While in motion, energy is lost through friction with railway and frontal air drag.

When stopping, obviously through braking system ...

Hi Jonathan,

I will vote for energy lost during acceleration to and deceleration from running speed to standstill.

Cheers !

-Sanjay

Good question!

More info is needed, I think, to get a total energy cost for rail transportation and be able to evaluate, which are the energy cost factors.

Energy fed into the train can be recovered to some degree; if electrified, a lot can be recovered, but once mechanical brakes are used, that energy is lost.

Other major energy sinks in the system need also to be reviewed, perhaps they are significant, I don't know:

• heating/cooling of stations and trains,
• lighting
• repairs and maintenance
• auxiliary facilities (work shops, crew quarters)
• cleaning of trains inside and out.
• The energy expenditure for construction of railway and cars need also to be included as a per year energy cost, since the life of these are not infinite. Building a railway system is probably very high in energy cost, since it is so expensive.

Finding some of this data might be tricky, good luck!

Olof

Found an example of a construction energy cost calculation, see chapter 5.11 in "Phase 1 Regional Rail System, Durham and Wake Counties: Environmental Impact Statement, Volume 1"

https://play.google.com/store/books/details?id=5Bs3AQAAMAAJ&rdid=book-5Bs3AQAAMAAJ&rdot=1

Maybe you could contact with firms who design and manufacture trains (and their automatic controls), rails, etc. In Spain for instance, CAF produces trains for all over the world. You can maybe first visit thei technology page on their website. For CAF:

http://www.caf.net/en/innovacion-tecnologia/index.php

Remi,

When you mentioned the 2nd law of thermodynamics, did you mean to say that the entropy of the system would increase regardless of whether energy were to enter or exit? Or that the more energy conversions within the system that occurred, the more disorder the system would have, and the more energy it would lose?

What possible solutions or methods of reducing this effect would be plausible for an MRT?

If we exclude the acceleration and deceleration phases the biggest energy lost sources are the friction on the wheels and aerodynamic drag. These contributions will change according the train speeds. If the speed is increasing the drag will increase with the square of the speed. This problem may be lightened by an aerodynamic design. During the acceleration phase the energy lost will be due to inertia change where it may be lightened by light weight and the lost in deceleration  phase the inertia may be used to restore energy as an mechanical or electrical energy. If the high speed is a requirement the train may function in a vacuum tube but in the stations the vacuum must be allocated by atmosphere. 
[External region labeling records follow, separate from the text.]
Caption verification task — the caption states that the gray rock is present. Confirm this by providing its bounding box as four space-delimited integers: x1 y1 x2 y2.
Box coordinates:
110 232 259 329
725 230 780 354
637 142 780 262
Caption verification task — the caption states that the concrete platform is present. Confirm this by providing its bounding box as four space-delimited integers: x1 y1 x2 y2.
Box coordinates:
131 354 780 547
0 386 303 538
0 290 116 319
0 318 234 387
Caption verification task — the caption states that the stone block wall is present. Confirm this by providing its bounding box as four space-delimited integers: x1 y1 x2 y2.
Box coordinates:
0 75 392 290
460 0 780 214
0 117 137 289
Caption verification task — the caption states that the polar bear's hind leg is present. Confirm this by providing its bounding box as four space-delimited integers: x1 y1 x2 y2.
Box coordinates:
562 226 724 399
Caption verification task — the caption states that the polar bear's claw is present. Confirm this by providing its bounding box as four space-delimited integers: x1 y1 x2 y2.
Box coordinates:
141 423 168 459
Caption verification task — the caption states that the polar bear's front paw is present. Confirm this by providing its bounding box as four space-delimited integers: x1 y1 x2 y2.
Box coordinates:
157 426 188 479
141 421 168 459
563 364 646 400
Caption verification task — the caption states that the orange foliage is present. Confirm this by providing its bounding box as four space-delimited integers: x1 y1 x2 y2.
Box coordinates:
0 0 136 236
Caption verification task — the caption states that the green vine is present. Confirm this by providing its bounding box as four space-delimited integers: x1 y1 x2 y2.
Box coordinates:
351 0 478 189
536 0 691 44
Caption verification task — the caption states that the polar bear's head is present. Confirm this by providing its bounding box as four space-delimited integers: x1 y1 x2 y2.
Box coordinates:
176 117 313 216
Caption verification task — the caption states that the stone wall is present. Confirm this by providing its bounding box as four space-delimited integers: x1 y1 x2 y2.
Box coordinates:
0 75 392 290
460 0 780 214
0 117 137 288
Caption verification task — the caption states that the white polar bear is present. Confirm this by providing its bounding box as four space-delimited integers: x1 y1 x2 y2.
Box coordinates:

Here a few major sources of energy losses for trains and subways:

1) frictional energy lost as the train or subway as moves forward (air resistance). In particular when they move inside tunnels due to the air piston effect.

2) Repeated opening and closing of the train/ subway doors at each stop.

3) Energy lost during braking at each stop.

Hope this helps answer your question.

Professor Yehia Khalil

Yale University

USA